Script using BrainGenerator

from nobrainer.processing.brain_generator import BrainGenerator

DATA_FILES          = ["example.nii.gz"]

training_seg = DATA_FILES[0]
brain_generator = BrainGenerator(
    training_seg,
    randomise_res=False,
)
print(f"Generator: SynthSeg is using {training_seg}")
while True:
    img, lab = brain_generator.generate_brain()

Error

  2024-07-19 18:08:13.517419: I external/local_tsl/tsl/framework/bfc_allocator.cc:1114] Stats:
Limit:                      9187426304
InUse:                      8966296064
MaxInUse:                   9054715648
NumAllocs:                      665672
MaxAllocSize:                275268352
Reserved:                            0
PeakReserved:                        0
LargestFreeBlock:                    0

2024-07-19 18:08:13.517447: W external/local_tsl/tsl/framework/bfc_allocator.cc:497] ***************************************************************************************************x
2024-07-19 18:08:13.517479: W tensorflow/core/framework/op_kernel.cc:1839] OP_REQUIRES failed at gather_op.cc:158 : RESOURCE_EXHAUSTED: OOM when allocating tensor with shape[150,256,256,3] and type float on /job:localhost/replica:0/task:0/device:GPU:0 by allocator GPU_0_bfc
2024-07-19 18:08:13.517585: W external/local_tsl/tsl/framework/bfc_allocator.cc:485] Allocator (GPU_0_bfc) ran out of memory trying to allocate 112.50MiB (rounded to 117964800)requested by op model/random_spatial_deformation/resize_1/map/while/body/_71/model/random_spatial_deformation/resize_1/map/while/GatherV2_7
If the cause is memory fragmentation maybe the environment variable 'TF_GPU_ALLOCATOR=cuda_malloc_async' will improve the situation.

The above error only happens 30 minutes (or after 1000 samples generated)
It happens on both A40 and 2080ti GPUs

hvgazula commented 4 months ago

@spikedoanz I was hoping this to be a SynthSeg issue 😁. Unfortunately, @sergeyplis mentioned that this was not an issue with the original synthseg but only with the one within nobrainer. Let's see what we can do about it.

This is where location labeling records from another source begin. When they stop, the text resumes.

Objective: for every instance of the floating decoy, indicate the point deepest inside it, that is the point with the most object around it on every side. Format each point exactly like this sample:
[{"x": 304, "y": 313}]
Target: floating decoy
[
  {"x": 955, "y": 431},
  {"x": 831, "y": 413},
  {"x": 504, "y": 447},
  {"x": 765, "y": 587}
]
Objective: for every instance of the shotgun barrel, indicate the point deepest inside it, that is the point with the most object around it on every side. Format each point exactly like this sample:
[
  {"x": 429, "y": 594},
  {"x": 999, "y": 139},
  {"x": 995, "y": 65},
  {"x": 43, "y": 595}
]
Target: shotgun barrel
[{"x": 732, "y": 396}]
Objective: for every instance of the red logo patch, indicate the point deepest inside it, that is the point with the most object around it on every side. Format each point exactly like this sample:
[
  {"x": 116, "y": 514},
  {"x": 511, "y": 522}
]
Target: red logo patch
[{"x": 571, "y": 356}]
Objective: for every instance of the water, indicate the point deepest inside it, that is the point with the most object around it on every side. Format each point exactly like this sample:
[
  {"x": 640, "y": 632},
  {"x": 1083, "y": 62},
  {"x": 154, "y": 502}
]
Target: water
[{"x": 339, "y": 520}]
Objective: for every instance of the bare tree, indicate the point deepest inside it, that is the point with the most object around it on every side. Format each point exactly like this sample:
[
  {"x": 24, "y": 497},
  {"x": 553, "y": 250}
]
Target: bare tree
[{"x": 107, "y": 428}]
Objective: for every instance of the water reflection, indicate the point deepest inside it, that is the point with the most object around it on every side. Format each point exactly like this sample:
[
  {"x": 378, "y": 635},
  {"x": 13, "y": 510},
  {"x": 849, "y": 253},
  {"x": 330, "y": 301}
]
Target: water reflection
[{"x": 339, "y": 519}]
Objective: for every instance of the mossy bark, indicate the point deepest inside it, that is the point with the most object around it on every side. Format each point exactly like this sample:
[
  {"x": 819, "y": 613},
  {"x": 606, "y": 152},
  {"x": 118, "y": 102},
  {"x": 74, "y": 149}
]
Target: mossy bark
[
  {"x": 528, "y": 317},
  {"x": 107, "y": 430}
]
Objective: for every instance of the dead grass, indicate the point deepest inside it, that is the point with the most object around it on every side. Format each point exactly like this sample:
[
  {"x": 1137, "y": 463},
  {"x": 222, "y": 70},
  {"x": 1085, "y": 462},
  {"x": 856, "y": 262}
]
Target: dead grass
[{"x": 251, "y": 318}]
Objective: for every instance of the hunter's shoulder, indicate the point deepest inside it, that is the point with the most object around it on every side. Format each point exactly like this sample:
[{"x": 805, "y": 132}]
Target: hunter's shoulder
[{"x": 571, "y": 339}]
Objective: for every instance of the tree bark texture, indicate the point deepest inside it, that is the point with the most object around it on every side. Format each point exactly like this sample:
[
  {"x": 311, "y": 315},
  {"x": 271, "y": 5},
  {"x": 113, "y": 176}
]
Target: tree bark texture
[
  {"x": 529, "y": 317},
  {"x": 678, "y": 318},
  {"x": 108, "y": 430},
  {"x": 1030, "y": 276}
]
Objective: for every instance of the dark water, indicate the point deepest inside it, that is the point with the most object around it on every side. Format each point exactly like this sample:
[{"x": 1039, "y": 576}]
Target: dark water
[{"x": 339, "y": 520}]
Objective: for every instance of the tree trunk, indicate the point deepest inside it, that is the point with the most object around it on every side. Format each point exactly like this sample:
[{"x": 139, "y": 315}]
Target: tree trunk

Clearly, the error states that the problem is with random spatial deformation layer. But before we go that far, could you try rerunning your code with the following snippet at the top of your script? Also, do you have the memory utilization curves for the GPU?

physical_devices = tf.config.list_physical_devices("GPU")
try:
    tf.config.experimental.set_memory_growth(physical_devices[0], True)
except:
    pass

hvgazula commented 4 months ago

Okay, I just noticed..the memory is indeed doubling every 100 examples or so...when I first started the code it was at ~4k, jumped to 8k, and stayed there for a bit before going up to 16k..And I am sure this will keep going. I tried running the one in SynthSeg but have some mismatch with CUDA/cudNN not detecting the GPU. So, it will take a bit to find the right config again.

hvgazula commented 4 months ago

I guess I spoke too soon earlier. I generated close to 1200 samples with no growth in memory usage from the last snapshot (see above). So, is it fair to call it a no-issue now?

spikedoanz commented 4 months ago

I'll test this again with the extra lines you added

spikedoanz commented 4 months ago

okay it lasted longer this time (2044 samples), but it still self terminated at the end. Memory usage also jumped 5G -> 9G -> 12G -> 15G and so on throughout.

hvgazula commented 4 months ago

Is it possible for you to jot down the intervals (or sample idx) at which these growths happened?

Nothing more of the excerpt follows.